December 24, Christmas Eve:
Psalm 96;
Isaiah 9:2-7; Titus 2:11-14; Luke 2:1-14(15-20)
Draft text of the homily, it may vary considerably from the recorded version. Please pardon any typos, and do not cite without permission.
It’s probably my age, but I cannot hear this gospel, with out hearing it in the voice of Linus from A Charlie Brown Christmas…
Watching that was one of the holiday traditions in my family; along with my mom’s homemade cinnamon rolls on Christmas morning. Christmas is a season filled with traditions. Traditions some you probably look forward to, others you might simply endure…
Telling this story from Luke, with the shepherds, and the manger, along with the story of the Magi from Matthew, form the core of this traditional story that we all know so well. Is it the most well-known story in the world? I wonder. Maybe Star Wars is more universally known at this point? Star Wars certainly generates more interest and social media activity than this, but both are deep in our cultural knowledge.
We love Luke’s story, but it’s so familiar, and has been so romanticized that it’s really hard to see it or hear it fresh. It becomes this static tableau, with way-too-perfect figures, in a ridiculously sanitized animal stall, gazing in wonder at an unnaturally quiet infant…everything about it utterly devoid of any semblance of reality.
Reality does echo through our readings. “The boots of tramping warriors…the garments rolled in blood,” those things are real, but they’re hard to deal with…just look at this pretty picture of the lady and the baby.
But here’s the thing….
The surprise of the nativity story…
the shock of it,…the scandal of it…has really nothing to do with angels, and shepherds and virgin births…
It’s not even this really bold claim that on this night God came and acted decisively in the world (because God has never left the world, and God has never stopped acting in it).
The surprise,
the shock,
the scandal of this story is that God becomes embodied.
God takes all of the reality of our world including, and especially the flesh, and bone, and blood, and breath, and joins us in it.
God becomes human. Totally.
Becomes us.
So that we might become divine.
People were scandalized by this then…and we’re still scandalized by it.
It’s why we try to sanitize it so much.
Try to preserve it in the amber of nostalgia.
Hidden beneath the cozy candlelit glow of the wonderful story is an utterly shocking reality.
God, who is without flesh…becomes flesh.
God, who is invisible…can be seen.
God, who is timeless…has a beginning and an end…a birth and a death.
As our ancestors in the faith put it…God shares in the poverty of our flesh so that we might share in the riches of God’s divinity. God becomes human so that we might become divine. [paraphrased from Oration 38, quoted from Readings for the Daily Office from the Early Church, J. Robert Wright, ed.]
That’s scandalous.
That the salvation of the world is accomplished through the birth of a child.
Through the incarnation.
Through the flesh and blood of birth and life.
That is mind-blowing
We are saved because God joins us and becomes one of us… fully human…fully enfleshed…

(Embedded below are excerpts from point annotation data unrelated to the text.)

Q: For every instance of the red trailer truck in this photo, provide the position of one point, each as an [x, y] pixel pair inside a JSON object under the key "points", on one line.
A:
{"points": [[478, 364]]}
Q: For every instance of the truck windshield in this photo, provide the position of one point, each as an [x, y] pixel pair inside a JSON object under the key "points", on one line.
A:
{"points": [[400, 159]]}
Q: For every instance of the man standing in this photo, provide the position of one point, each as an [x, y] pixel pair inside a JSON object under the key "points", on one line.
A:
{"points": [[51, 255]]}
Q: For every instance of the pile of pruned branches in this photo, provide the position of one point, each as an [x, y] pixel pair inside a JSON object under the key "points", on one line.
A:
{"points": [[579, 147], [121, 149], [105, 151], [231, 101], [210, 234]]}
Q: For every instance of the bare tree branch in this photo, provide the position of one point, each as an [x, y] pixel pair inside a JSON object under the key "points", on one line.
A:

But what about the cross? The sacrifice on the cross is a price demanded by us…because we won’t understand and continue to reject this kind of absolute, self-emptying love.
The cross is the price demanded by the world, because we refuse to accept that the mode of God’s love is always to join in solidarity with the poorest, the weakest, the most broken…to join so completely and so intimately that God becomes the smallest, weakest, most vulnerable thing we know…an infant.

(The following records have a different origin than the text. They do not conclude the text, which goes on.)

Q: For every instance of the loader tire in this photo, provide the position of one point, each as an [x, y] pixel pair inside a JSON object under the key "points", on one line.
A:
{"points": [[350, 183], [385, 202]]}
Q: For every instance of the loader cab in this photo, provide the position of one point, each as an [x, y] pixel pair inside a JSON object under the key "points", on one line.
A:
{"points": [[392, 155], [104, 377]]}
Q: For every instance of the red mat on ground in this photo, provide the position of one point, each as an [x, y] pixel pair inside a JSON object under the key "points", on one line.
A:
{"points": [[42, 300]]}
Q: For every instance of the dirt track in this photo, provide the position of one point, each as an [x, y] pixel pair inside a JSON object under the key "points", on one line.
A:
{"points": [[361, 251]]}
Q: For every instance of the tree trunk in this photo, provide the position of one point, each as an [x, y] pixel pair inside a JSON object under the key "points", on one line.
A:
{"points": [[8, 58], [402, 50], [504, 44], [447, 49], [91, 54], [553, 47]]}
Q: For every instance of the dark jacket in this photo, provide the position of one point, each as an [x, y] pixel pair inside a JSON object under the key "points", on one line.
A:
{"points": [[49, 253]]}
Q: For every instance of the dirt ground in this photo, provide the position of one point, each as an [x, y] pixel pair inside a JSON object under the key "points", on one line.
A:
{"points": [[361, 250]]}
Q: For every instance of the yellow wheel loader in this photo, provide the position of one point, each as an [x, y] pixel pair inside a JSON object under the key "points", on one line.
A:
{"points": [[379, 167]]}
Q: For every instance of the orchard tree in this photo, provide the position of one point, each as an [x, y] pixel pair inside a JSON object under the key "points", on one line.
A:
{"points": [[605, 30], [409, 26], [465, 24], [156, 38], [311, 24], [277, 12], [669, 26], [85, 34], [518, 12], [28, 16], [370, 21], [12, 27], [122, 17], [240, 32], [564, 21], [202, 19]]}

God acted and accomplished on this day—our redemption—the redemption of the world by becoming weak, vulnerable, and embodied so that we might have the strength and courage to do the same.

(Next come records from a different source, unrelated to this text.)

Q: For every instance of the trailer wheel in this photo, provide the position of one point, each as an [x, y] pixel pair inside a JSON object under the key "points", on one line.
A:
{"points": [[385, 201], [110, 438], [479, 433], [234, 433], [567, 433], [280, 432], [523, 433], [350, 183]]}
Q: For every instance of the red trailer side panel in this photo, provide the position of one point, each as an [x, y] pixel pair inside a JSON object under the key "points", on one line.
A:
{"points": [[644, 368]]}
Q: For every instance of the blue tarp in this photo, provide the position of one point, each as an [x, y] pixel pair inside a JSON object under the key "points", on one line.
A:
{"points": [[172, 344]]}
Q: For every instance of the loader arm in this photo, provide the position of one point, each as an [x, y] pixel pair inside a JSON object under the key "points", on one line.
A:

The story in Luke is beautiful.
But our world is dark, and frightening, and making a connection between this lovely pastoral manger scene and the hurly-burly of our daily lives is tough…
It’s a lovely picture, but it doesn’t really have anything to do with me…
with my life…
And if it’s only a pretty picture…a nice story…that’s probably true…but tonight, I want to invite you to really open yourself up to the shocking reality that Christmas points to.
That God the transcendent…the uncreated…Timeless…invisible God…By whom and through whom all things were made…has become flesh and blood…has entered the world through a woman’s body…has given up absolutely everything to become a human being…to become one with us…
So that we might finally see and be brave enough to do likewise, and follow where God leads. Amen.